Knowing when to say no means knowing yourself

It happened, but how? You said yes to the car dealer. Now you've got the keys and you're mad at yourself because you got roped into saying yes when you wanted to say no.

It happened, but how? You said yes to the car dealer. Now you’ve got the keys and you’re mad at yourself because you got roped into saying yes when you wanted to say no.

What happened?

Yes rolls off the tongue far more easily than no, but there are times when no is exactly what you need to say.

My father warned me. Never loan money to a

friend.

Two months later, I realize that I’ll never get the $800 back. My friend has packed up and moved to the East Coast – no forwarding address.

When you say yes, do you mean it? Or do you get emotionally hooked in and can’t say no?

How does your calendar get overbooked? How do you end up sitting through a movie that you really didn’t want to see? How do you remain in unhealthy relationships?

You say yes.

Why do you say yes when you really want to say no? Is it because your parents said no too often? Is it because you want to be the nice guy? Or do you want to avoid conflict?

Maybe it’s about self-esteem – you don’t believe you deserve to set boundaries. The kids beg to stay up past bedtime. You’re overly tired and instead of saying no, you give in.

Then, there was the time when someone you hold in high esteem invited you to a political gala. You said yes, but got a queasy feeling in your stomach.

The truth is you said yes because you wanted to be with the power crowd.

Those queasy feelings eat away at personal integrity. It’s time to learn how to say no.

Your granddaughter is the apple of your eye and the peach in your pie. It’s difficult to turn her down when she wants you to buy the jeans that all of her friends are wearing.

You would rather spend the money on a winter coat that she really needs. It’s time to use a no response. It’s an opportunity to discuss choices, priorities and money management. Important life lessons can be taught when we say no.

Imagine yourself becoming more skilled using no as an answer. If friends and family push your boundaries, thinking that you’ll give in – the way you usually do – ask them, "Which part of no don’t you understand, the ‘n’ or the ‘o’"?

Learning to say no involves learning to respect yourself. Don’t do things just to be liked or to be included or to look generous or wealthy.

It’s OK to say no to people who keep urging you to have a drink or give them sex or loan them money or indulge in drugs. No is a powerful answer.

Pay attention to your gut. If you start to feel nervous and uncomfortable, you probably want to say no.

Notice if the first response out of your mouth begins with "ah-h-h-h." Hesitation is an indication that you need to slow down and consider what is true for you.

A whole-hearted yes resounds with clarity, so notice the difference when your response is a watered down "sure," or "OK."

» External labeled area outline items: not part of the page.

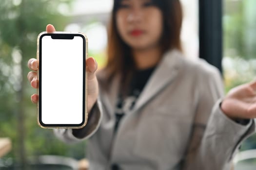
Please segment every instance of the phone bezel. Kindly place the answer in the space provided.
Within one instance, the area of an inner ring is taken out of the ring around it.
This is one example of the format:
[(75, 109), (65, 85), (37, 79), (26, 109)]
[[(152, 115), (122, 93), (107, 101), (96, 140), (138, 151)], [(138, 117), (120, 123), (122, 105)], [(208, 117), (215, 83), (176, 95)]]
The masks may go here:
[[(53, 39), (70, 39), (74, 36), (79, 36), (83, 39), (83, 115), (82, 121), (79, 124), (45, 124), (42, 121), (41, 113), (41, 41), (43, 37), (51, 36)], [(55, 32), (54, 33), (47, 33), (42, 32), (40, 34), (38, 37), (38, 51), (37, 59), (39, 61), (39, 68), (38, 70), (38, 78), (39, 81), (38, 94), (39, 95), (39, 101), (38, 102), (38, 124), (42, 128), (72, 128), (78, 129), (84, 127), (87, 121), (88, 113), (87, 108), (87, 72), (86, 71), (86, 59), (88, 57), (88, 40), (86, 36), (81, 33), (59, 32)]]

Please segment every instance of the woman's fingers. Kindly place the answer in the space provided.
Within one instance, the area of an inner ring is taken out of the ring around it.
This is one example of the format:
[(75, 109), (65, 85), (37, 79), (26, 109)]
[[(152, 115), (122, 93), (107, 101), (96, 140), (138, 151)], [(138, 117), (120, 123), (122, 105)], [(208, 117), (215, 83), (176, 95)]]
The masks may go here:
[(31, 95), (31, 102), (33, 103), (36, 104), (38, 101), (38, 95), (36, 94), (33, 94)]
[(28, 81), (30, 82), (30, 84), (32, 87), (37, 88), (38, 88), (38, 80), (37, 80), (37, 74), (36, 72), (30, 71), (28, 73), (27, 78)]
[(256, 90), (256, 81), (251, 82), (249, 84), (249, 85), (252, 87), (254, 90)]
[(52, 24), (48, 24), (46, 26), (46, 31), (48, 33), (53, 33), (55, 31), (55, 28)]
[(29, 69), (37, 71), (38, 69), (38, 61), (35, 58), (31, 58), (28, 61), (28, 67)]
[(90, 57), (86, 60), (86, 66), (87, 67), (87, 77), (89, 80), (96, 78), (95, 71), (98, 68), (98, 64), (93, 57)]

Check in with yourself to see if you are hedging to avoid saying no. Half-hearted words may indicate that you want to say no.

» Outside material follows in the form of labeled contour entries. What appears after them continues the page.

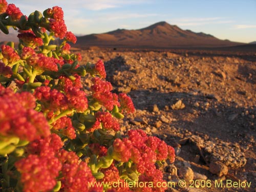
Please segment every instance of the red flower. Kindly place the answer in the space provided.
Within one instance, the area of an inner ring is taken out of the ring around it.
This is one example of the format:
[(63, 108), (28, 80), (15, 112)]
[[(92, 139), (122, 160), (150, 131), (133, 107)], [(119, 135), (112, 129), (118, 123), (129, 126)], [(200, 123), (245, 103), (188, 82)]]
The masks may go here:
[[(88, 192), (91, 190), (88, 183), (95, 182), (87, 164), (82, 161), (79, 163), (79, 158), (73, 152), (68, 152), (64, 150), (59, 153), (59, 159), (62, 163), (61, 169), (62, 177), (61, 191), (69, 192)], [(102, 188), (95, 188), (95, 190)]]
[(62, 117), (52, 124), (53, 129), (60, 130), (62, 134), (69, 139), (74, 139), (76, 137), (75, 129), (72, 126), (71, 119), (68, 117)]
[(112, 86), (109, 82), (102, 80), (99, 77), (92, 79), (94, 84), (91, 87), (93, 97), (104, 105), (108, 110), (113, 109), (114, 105), (120, 106), (116, 94), (111, 93)]
[(54, 6), (52, 8), (53, 14), (52, 17), (56, 21), (62, 20), (64, 17), (64, 12), (61, 7)]
[(6, 9), (6, 13), (14, 20), (19, 20), (22, 16), (23, 15), (19, 9), (12, 4), (8, 5)]
[(86, 93), (75, 87), (70, 87), (67, 90), (67, 97), (70, 108), (78, 112), (84, 112), (88, 108), (88, 101)]
[(117, 120), (109, 112), (98, 112), (95, 114), (97, 121), (101, 123), (103, 128), (112, 129), (117, 131), (120, 130), (119, 124)]
[(12, 68), (9, 66), (6, 66), (4, 63), (0, 62), (0, 75), (8, 78), (11, 77), (12, 75)]
[(56, 21), (54, 19), (50, 20), (50, 31), (54, 33), (54, 36), (62, 39), (65, 37), (67, 33), (67, 26), (64, 20)]
[(132, 147), (132, 142), (124, 138), (122, 140), (118, 138), (114, 141), (113, 158), (114, 159), (123, 162), (127, 162), (132, 156), (131, 148)]
[(68, 54), (70, 53), (70, 48), (71, 46), (68, 43), (66, 43), (61, 48), (62, 53)]
[(4, 13), (7, 9), (8, 3), (6, 0), (0, 0), (0, 14)]
[(32, 31), (24, 32), (19, 33), (17, 36), (19, 39), (19, 41), (24, 46), (30, 47), (35, 49), (36, 47), (42, 45), (42, 39), (35, 35)]
[(65, 37), (68, 41), (71, 41), (73, 44), (75, 44), (76, 42), (76, 37), (72, 32), (68, 31), (66, 34)]
[(55, 157), (29, 155), (16, 162), (15, 166), (21, 173), (25, 192), (46, 192), (55, 186), (61, 164)]
[(36, 88), (34, 95), (43, 104), (42, 111), (54, 111), (68, 109), (68, 99), (63, 93), (49, 87), (41, 86)]
[(44, 115), (33, 110), (35, 98), (28, 92), (15, 94), (0, 86), (0, 132), (33, 141), (50, 135)]
[(19, 56), (11, 47), (3, 45), (1, 46), (1, 49), (3, 56), (7, 59), (9, 63), (14, 62), (20, 59)]
[(56, 154), (62, 146), (60, 138), (54, 134), (29, 144), (28, 152), (31, 154), (15, 164), (21, 173), (24, 191), (46, 192), (55, 186), (62, 167)]
[(104, 63), (101, 60), (99, 60), (96, 62), (95, 66), (96, 71), (102, 78), (106, 78), (106, 72), (105, 71), (105, 67), (104, 67)]
[(118, 98), (122, 109), (126, 111), (127, 113), (134, 113), (135, 108), (130, 97), (125, 93), (120, 93), (118, 95)]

If saying yes is a habit, saying no takes practice. The next time you find yourself with your plate too full, your gut in a knot because you’re doing things you really don’t want to or you can’t stand yourself because you’re not following your own value system, try saying no.

I think I’ll take my own advice. I won’t say yes just because the experts say it’s so. And, I won’t say yes just because my family expects me to say yes. Ah, yes – the answer is no.